Omicronal Rodeo

The markets reacted with renewed panic on the news of yet another Covid variant entering the fray. The first few reports we heard said the Omicron variant was very contagious but not very dangerous. Those continue as even follow–up reports said Omicron is mild (relative to initial Covid–19 and Delta). The markets didn’t hear that – they reacted on fears that there would be more shutdowns and travel restrictions. Stocks nose–dived into their cycle low that was due on the 3rd as Omicron became the catalyst for the selloff. Like others, this variant became a ‘scariant.’

The FOMC meeting that concluded on November 3rd was followed by a statement and comments by Fed Chief Jerome Powell that were still of a dovish tone. (He leaned further to that camp with the emergence of Omicron.) Even as of that meeting, the Fed was holding on to their stance that inflation largely reflected ‘factors’ they expected to be temporary. Fed sentiment has mostly shifted to the hawkish side now – even though the November payroll numbers were somewhat disappointing. The White House provided continuity in renominating Powell to a second term as Chair and promoting Governor Lael Brainard to Vice Chair. Those nominations should each receive confirmation from the Senate without much difficulty. The FOMC minutes said the decision to taper purchases was unanimous and that “some participants” wanted to end purchases faster than the previous plan for a mid–2022 timeframe.
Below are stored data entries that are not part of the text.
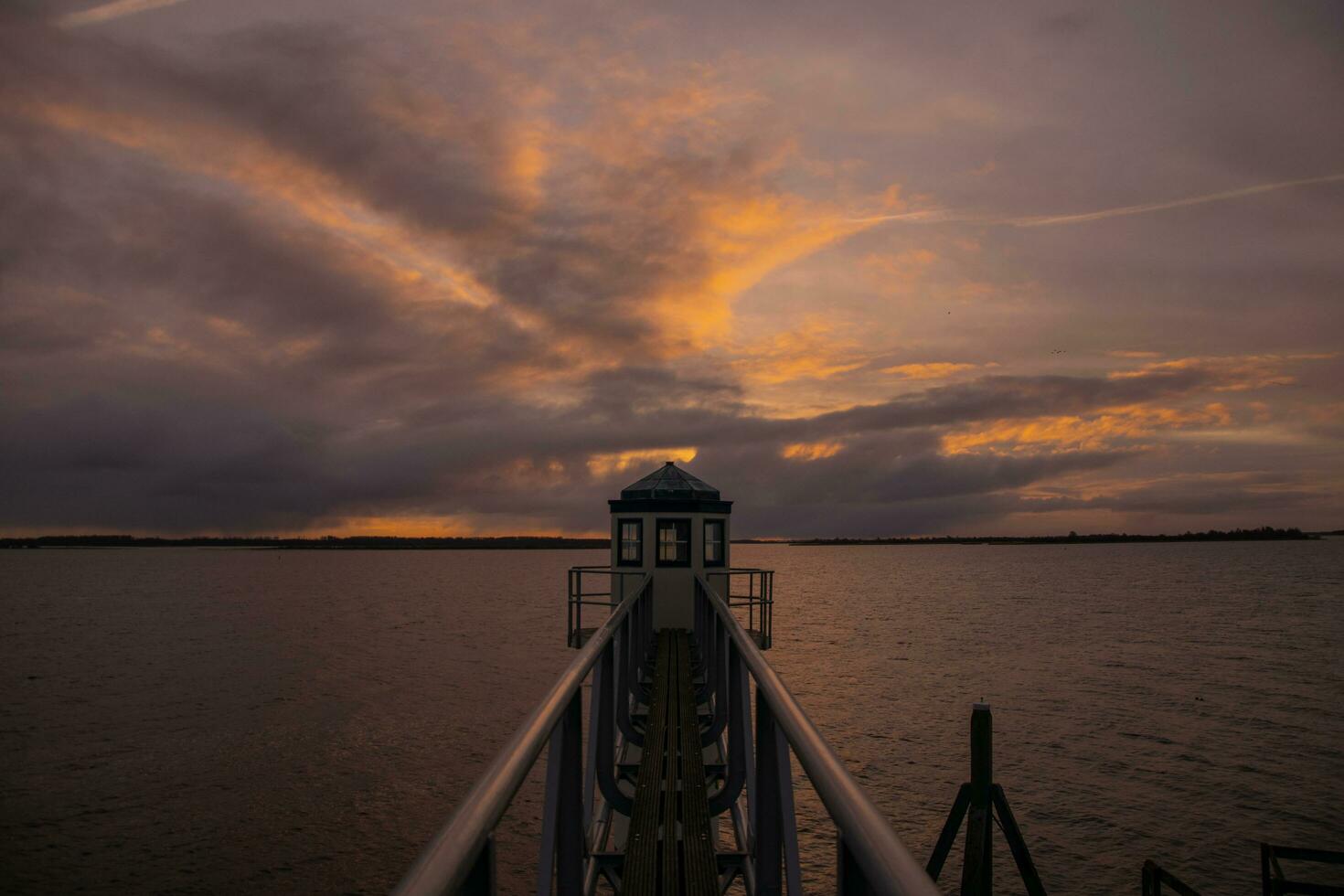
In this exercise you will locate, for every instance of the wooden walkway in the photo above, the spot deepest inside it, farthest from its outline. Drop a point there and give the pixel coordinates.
(671, 848)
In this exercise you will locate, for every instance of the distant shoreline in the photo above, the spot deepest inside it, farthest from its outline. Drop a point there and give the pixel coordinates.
(549, 543)
(1265, 534)
(329, 543)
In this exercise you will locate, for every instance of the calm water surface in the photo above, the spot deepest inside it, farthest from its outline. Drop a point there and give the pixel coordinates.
(194, 720)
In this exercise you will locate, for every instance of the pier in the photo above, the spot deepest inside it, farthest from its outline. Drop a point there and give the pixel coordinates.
(675, 774)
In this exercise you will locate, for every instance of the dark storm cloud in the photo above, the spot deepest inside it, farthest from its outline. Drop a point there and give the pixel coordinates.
(186, 347)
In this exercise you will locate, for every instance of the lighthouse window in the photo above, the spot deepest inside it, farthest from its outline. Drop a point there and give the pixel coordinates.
(674, 543)
(714, 543)
(632, 543)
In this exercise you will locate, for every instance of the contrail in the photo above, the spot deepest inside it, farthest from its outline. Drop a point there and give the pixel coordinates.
(113, 10)
(1046, 220)
(944, 215)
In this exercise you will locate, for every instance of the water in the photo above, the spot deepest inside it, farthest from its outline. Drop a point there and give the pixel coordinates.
(192, 720)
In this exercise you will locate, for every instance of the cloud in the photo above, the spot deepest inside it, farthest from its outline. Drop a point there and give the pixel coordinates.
(475, 274)
(109, 11)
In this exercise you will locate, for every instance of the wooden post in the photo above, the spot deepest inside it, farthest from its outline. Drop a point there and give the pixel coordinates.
(977, 868)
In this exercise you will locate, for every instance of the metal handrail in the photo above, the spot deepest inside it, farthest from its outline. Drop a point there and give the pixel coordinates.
(448, 860)
(887, 865)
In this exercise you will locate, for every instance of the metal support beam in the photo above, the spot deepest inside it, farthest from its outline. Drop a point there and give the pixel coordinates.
(769, 840)
(977, 875)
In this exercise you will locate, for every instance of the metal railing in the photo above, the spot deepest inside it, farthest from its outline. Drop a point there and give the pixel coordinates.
(461, 856)
(869, 858)
(574, 632)
(1275, 883)
(589, 781)
(758, 600)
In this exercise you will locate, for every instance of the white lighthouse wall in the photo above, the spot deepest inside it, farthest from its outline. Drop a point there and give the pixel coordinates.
(674, 587)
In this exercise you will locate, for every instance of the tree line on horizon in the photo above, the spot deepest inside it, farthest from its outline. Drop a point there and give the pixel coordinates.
(538, 541)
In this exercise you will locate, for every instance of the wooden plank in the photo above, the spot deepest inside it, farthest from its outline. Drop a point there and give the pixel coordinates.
(700, 875)
(640, 870)
(671, 864)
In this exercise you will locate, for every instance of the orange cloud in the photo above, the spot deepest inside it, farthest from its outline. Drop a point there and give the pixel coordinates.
(1101, 432)
(811, 351)
(605, 465)
(1238, 372)
(932, 371)
(811, 450)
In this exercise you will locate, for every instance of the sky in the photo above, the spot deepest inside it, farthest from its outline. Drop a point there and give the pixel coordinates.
(871, 269)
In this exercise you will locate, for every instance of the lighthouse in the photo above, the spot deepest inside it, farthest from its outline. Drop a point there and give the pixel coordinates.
(671, 526)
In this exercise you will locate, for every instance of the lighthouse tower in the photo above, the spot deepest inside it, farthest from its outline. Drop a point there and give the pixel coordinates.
(672, 526)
However, “many participants” thought higher prices would prove to be more ‘persistent.’ The Fed risked losing credibility (and may have) in denying that inflation numbers at multi–decade highs had sticking power. Persistent seems the better word. They finally capitulated after steadfastly claiming inflation was temporary – and then that the causal factors were such. There are times when the masses clearly see things that academics are missing. This bout with ‘transitory’ was a prime example. It almost got as embarrassing as when an addict is in complete denial of a circumstance. Powell testified before the Senate Banking Committee and announced the Fed would bury the term ‘transitory.’ Powell said it was time to retire the word because Americans thought it meant “short term” – which was not the Fed’s intention. The Bond Market Review would reply ‘poppycock!’ The dictionary refers to ‘transitory’ as a middle–school level word with that very definition: lasting only a short time; brief; short–lived; temporary.

With the admission that inflation has checked in for an extended stay, the Fed cleared the way for a faster QE taper and rate hikes. While even recently, tightening was not expected until 2023 or 2024 – the Fed’s capitulation to higher prices and market forces have many thinking at least 2 rate hikes could come in 2022. Powell told the Senate they might wrap up the taper of asset purchases “perhaps a few months sooner.” That could mean an initial rate hike could come as early as May 2022. The markets are wondering how to plan for a now hawkish Powell – having seen only the dovish side for the past few years.

Looking Ahead

  • Equity cycles have another high due near December 16th/17th.
  • Bond yields have a low due near December 15th/16th and could then rise into a 23rd/28th window.
  • The FOMC will update their interest–rate and tapering policies on Wednesday (12/15) at 2 m. ET.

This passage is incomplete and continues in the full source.